Couple of weeks ago I was challenged on my beliefs on why women are circumcised?
Before I get into the details, I realized that pure universal knowledge includes all levels of consciousness. What we choose to accept or judge is up to us.
When we cling to one pattern of thinking, one idea structure, and reject all others, we limit our knowledge, our experiences and begin to judge everything we don’t understand.
Recently, I was in a deep conversation with two women, one from Indonesia and the other from Northern Kenya.
Our hot topic was on female circumcision, because both women had been circumcised.
The Indonesian woman was 4 years old and the Kenyan woman was 19.
Before even getting into the conversation of “why”, – I got flustered and said, “it’s one of humanities most cruel inventions.
What is the point of mutilating a sexual organ that is solely there to provide pleasure?
Why can’t we learn to love and honor our bodies instead of shaming or cutting certain pleasure centers because of cultural, religious, and tribal belief systems that have been practiced for thousands of years and some don’t even understand its origin.
After watching the movie Desert flower, I thought all girls in African were held down and forced against their will to have this procedure as a young child.
But after talking to the woman from northern Kenya, I had a very different outlook on this topic and she challenged many beliefs I previously had on this subject.
First, she said “some women voluntarily partake in the ritual because it’s a sign of maturity and becoming a woman.
In the west you think that men force or expect women to get this procedure, instead it’s the women in the community who encourage girls to do it because it’s part of becoming a woman and being accepted by the community.
Traditionally, an older woman usually performs the procedure. For the girls getting circumcised it’s part of becoming initiated into the female network and to them that’s really important.
A circumcised woman is allowed to be part of the elder women network that maintain power in their communities.
If she doesn’t get circumcised her status remains as an outsider.”
I also learned about the different variations of female circumcision.
According to the World Health Organization there are three main types.
- Type 1: Clitoridectomy – partial or total removal of the clitoris.
- Type 2: Excision – partial or total removal of the clitoris and the labia minora (the inner lips of the vulva).
- Type 3: Infibulation, this is the narrowing of the vaginal opening through the creation of a covering seal.
I asked her about the excruciating pain among other complications that may take place during such a procedure (i.e. bleeding, urination issues, infections, complications)?
She replied, “many women often think of the benefits and not focus too much on the pain or anything else.
Think of it this way – it’s a similar pain to giving birth, when you are in labor for so many hours, you say I am never doing this again until you see your baby, then the pain subsides and you feel so much joy and love.
It becomes good pain.
Also with many tribes in Africa, a woman can’t get married or give birth without first being circumcised.”
Some people throughout Africa believe that their bodies are intersexual and that all male and female bodies contain male and female parts.
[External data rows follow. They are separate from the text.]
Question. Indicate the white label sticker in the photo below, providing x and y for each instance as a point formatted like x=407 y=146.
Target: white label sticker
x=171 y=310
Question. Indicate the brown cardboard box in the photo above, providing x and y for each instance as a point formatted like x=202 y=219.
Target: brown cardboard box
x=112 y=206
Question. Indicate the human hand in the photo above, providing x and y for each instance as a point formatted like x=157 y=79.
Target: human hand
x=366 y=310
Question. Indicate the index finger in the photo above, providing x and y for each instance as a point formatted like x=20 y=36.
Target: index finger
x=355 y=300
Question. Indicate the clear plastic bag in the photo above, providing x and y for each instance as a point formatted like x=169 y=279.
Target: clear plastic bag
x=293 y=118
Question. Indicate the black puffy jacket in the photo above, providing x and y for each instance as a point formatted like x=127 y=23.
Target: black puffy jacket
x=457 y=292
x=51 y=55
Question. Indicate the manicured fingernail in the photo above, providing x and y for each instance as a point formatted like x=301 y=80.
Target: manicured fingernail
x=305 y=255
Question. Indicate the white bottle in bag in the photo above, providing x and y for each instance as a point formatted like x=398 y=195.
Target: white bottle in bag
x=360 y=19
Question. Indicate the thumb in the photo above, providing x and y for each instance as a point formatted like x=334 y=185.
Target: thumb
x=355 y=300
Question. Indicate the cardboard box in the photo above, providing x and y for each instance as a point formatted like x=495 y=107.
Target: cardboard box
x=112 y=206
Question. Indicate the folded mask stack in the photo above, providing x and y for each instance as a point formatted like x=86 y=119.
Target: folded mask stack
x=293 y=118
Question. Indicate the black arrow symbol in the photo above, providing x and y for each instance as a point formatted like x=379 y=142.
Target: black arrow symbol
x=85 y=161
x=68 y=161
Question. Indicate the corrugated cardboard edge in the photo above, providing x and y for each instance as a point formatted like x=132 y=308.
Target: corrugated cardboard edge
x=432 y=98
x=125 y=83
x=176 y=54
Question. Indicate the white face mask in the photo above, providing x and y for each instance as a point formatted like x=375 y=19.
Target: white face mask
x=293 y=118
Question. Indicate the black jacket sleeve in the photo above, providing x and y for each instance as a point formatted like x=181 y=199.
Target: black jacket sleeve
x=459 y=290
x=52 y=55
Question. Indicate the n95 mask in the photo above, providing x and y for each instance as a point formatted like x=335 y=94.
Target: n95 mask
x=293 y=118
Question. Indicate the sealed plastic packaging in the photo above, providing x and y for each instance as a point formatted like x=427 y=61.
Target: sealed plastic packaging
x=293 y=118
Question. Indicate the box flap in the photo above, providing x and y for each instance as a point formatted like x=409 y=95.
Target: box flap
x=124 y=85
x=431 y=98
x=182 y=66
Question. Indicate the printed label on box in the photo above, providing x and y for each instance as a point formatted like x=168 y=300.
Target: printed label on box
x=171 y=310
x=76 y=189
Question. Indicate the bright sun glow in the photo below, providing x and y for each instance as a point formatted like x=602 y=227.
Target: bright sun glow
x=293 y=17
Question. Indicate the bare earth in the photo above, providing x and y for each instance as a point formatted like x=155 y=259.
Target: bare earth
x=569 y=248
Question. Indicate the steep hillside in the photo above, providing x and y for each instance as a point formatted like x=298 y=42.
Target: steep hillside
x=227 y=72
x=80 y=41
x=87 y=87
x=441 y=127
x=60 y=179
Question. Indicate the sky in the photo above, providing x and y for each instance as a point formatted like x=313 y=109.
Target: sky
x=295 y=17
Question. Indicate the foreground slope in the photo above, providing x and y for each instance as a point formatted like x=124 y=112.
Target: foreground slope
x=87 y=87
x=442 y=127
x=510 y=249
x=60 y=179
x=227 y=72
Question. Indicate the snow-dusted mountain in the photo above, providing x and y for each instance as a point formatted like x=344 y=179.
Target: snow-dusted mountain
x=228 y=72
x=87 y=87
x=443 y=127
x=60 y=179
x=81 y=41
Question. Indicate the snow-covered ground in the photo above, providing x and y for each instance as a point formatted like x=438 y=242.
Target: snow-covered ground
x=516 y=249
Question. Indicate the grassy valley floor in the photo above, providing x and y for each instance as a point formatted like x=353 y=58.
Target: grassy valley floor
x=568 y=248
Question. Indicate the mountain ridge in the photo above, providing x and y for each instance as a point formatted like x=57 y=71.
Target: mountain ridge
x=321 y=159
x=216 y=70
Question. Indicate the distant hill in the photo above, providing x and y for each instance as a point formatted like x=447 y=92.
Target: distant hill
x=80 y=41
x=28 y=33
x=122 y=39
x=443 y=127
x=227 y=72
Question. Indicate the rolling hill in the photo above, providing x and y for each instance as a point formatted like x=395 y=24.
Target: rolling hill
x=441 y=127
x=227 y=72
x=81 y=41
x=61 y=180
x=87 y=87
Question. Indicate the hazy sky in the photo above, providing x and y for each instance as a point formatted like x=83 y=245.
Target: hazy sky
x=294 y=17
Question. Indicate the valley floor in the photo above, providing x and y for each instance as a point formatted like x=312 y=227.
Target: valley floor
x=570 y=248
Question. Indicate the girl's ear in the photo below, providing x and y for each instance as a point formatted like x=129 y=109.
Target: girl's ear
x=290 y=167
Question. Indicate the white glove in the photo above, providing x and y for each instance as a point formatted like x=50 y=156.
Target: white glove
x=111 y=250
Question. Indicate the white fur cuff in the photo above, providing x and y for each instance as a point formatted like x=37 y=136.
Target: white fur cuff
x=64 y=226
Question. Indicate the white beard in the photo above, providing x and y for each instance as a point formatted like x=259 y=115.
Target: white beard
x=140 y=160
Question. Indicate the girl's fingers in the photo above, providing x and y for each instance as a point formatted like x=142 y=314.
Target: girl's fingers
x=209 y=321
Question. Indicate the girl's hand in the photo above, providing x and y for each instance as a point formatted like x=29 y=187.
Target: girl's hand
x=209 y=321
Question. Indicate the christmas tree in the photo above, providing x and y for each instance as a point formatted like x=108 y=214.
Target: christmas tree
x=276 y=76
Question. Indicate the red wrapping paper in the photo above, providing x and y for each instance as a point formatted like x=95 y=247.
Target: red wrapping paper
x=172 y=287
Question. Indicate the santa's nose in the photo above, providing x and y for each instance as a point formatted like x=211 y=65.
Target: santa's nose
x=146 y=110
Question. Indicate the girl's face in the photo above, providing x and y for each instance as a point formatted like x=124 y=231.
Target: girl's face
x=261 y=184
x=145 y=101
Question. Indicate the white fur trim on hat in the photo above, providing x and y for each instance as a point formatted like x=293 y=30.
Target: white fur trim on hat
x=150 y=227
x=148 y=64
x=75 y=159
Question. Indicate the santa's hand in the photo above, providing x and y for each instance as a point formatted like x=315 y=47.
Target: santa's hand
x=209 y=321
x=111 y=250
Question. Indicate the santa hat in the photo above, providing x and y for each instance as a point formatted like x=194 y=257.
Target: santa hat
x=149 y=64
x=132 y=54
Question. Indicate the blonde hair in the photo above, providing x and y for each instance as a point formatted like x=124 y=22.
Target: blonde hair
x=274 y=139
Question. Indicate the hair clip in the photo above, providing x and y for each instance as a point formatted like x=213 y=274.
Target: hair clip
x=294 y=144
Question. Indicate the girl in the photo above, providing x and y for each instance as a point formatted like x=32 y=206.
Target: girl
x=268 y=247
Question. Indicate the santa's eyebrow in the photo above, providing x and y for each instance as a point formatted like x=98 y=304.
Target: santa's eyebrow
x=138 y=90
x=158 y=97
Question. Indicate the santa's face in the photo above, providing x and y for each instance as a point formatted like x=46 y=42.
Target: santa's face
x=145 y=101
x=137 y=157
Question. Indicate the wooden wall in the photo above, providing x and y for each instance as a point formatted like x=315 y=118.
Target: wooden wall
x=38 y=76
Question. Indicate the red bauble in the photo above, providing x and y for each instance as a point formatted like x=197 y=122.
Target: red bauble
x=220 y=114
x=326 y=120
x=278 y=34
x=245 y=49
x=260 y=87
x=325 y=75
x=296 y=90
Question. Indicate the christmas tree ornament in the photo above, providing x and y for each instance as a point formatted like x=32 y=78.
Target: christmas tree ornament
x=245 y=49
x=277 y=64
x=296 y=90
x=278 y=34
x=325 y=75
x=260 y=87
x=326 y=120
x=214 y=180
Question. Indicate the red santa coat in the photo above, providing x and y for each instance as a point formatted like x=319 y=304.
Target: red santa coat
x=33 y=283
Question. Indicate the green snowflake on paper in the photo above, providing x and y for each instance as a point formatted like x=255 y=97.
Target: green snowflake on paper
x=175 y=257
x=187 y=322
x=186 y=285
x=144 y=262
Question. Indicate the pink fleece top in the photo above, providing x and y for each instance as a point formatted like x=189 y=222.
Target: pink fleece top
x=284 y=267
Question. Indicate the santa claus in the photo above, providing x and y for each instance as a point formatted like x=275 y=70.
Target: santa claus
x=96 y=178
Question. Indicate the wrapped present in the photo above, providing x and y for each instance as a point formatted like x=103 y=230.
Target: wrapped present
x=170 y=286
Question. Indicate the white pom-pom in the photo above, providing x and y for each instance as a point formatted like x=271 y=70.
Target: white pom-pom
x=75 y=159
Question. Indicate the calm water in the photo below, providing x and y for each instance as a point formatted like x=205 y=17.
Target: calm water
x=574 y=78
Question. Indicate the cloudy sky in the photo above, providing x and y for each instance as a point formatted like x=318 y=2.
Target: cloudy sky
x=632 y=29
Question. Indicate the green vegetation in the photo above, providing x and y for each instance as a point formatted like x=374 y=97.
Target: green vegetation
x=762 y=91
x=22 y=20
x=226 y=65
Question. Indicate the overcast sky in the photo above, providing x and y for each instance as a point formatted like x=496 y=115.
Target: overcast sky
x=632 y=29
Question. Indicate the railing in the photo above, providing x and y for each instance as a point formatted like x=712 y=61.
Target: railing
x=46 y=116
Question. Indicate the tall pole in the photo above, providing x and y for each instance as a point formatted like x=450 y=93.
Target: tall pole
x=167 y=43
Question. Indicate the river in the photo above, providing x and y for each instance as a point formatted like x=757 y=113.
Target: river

So the men consider their foreskin as a female part of their body.
And for a female, the covering of the clitoris is a male part of the body.
The idea of becoming a fully formed woman includes being circumcised and having that part of the male like body removed from her body.”
I then asked the Indonesian woman if circumcision is a common practice in Indonesia?
She said it’s definitely done, especially in places like Java, but wasn’t sure of other places in the country. I asked what was the reason behind their decision to circumcise women?
She said – “it’s an Islamic practice, and a religious duty. If you are not circumcised then you are not Muslim – when you are circumcised you are clean and to pray to Allah you need to be clean. ”
In many developed countries a woman gives consent to have any surgical procedure.
But what would it take for countries like Africa, Indonesia and some Arabic countries for a woman to give consent without social pressures?
In some countries and communities social pressures are so strong that unless she wants to be an outcast she doesn’t have a choice of opting out.
Most of the time it’s not a choice that only a mother gets to make, it’s the entire family and community which are involved in the decision making process.
It’s very difficult to change the mind of elders who are set in their ways, – no one wants to be the ‘black sheep’ of their community and lose face.
There are currently many NGO’s, campaigns and laws that are being put in place to ban this practice claiming that it’s no longer a medical issue, but a human – rights issue.
It’s easy for us in the west to say that love, kindness and compassion always trump religious dogma, but how much do we really understand the bond of tribal communities?
Having traveled to so many parts of the world, I get to see first hand how many people around the world find happiness.
Their happiness often comes from maintaining close contact with those whom they love most – their tribe and their communities.
I am still not convinced that this procedure should continue to be practiced, but what would it take to change the minds of elders whose attitude toward sexuality come from centuries of ignorance, and misinformation?